Revenue more than doubled to ₹374.4 crore from ₹129.6 crore in the year-ago period.
Earnings before interest, taxes, depreciation and amortisation (EBITDA) grew 40% year-on-year to ₹24 crore, compared with ₹17.1 crore a year earlier.However, EBITDA margin declined to 6.4% from 13.2%, due to a sharp rise in input and operational costs.
Booking value dropped to ₹306 crore from ₹611 crore in the corresponding quarter last year, reflecting sales moderation due to low ready inventory in existing projects. Collections also eased to ₹374 crore from ₹483 crore.Despite the moderation, the company remained net-debt free, with a net cash surplus of ₹233 crore, and maintained a total gross development value (GDV) of approximately ₹40,000 crore across its portfolio.

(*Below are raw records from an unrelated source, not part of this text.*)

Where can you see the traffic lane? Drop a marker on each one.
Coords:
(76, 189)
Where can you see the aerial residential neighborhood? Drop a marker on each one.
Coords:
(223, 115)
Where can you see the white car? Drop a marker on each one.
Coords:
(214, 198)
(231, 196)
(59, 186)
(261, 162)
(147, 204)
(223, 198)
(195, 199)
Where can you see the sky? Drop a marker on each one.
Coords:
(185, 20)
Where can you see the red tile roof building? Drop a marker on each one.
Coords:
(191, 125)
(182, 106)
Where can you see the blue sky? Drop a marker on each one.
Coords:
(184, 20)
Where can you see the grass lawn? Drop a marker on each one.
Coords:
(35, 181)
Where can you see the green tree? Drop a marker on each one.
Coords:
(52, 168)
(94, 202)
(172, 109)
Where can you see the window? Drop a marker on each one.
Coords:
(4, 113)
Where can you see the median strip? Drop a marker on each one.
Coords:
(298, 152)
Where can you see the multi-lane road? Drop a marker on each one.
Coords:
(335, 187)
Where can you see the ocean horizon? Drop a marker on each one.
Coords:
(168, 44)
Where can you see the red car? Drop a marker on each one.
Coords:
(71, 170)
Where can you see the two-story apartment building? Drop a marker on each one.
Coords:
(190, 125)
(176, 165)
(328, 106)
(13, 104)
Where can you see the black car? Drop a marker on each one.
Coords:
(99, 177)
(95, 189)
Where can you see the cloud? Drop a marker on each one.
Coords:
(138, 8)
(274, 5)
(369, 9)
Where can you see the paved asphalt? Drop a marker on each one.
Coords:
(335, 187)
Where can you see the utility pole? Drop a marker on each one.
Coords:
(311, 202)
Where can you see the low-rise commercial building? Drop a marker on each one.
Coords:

“Our performance this quarter was in line with our expectations, reflecting sales moderation owing to low inventory levels in mature projects; a steady progress in launching new ones in H2,” said Harmohan Sahni, Managing Director of Raymond Realty.
The company reaffirmed its strategy to ramp up new launches in the second half of FY26, which is expected to drive stronger performance.
Raymond Realty is currently focused on expanding its residential footprint across the Mumbai Metropolitan Region, tapping demand for mid-to-premium housing segments.
Shares of Raymond Realty, which demerged from parent Raymond Ltd and listed on exchanges in May this year, ended 4.4% higher at a price of ₹725.60 on the BSE.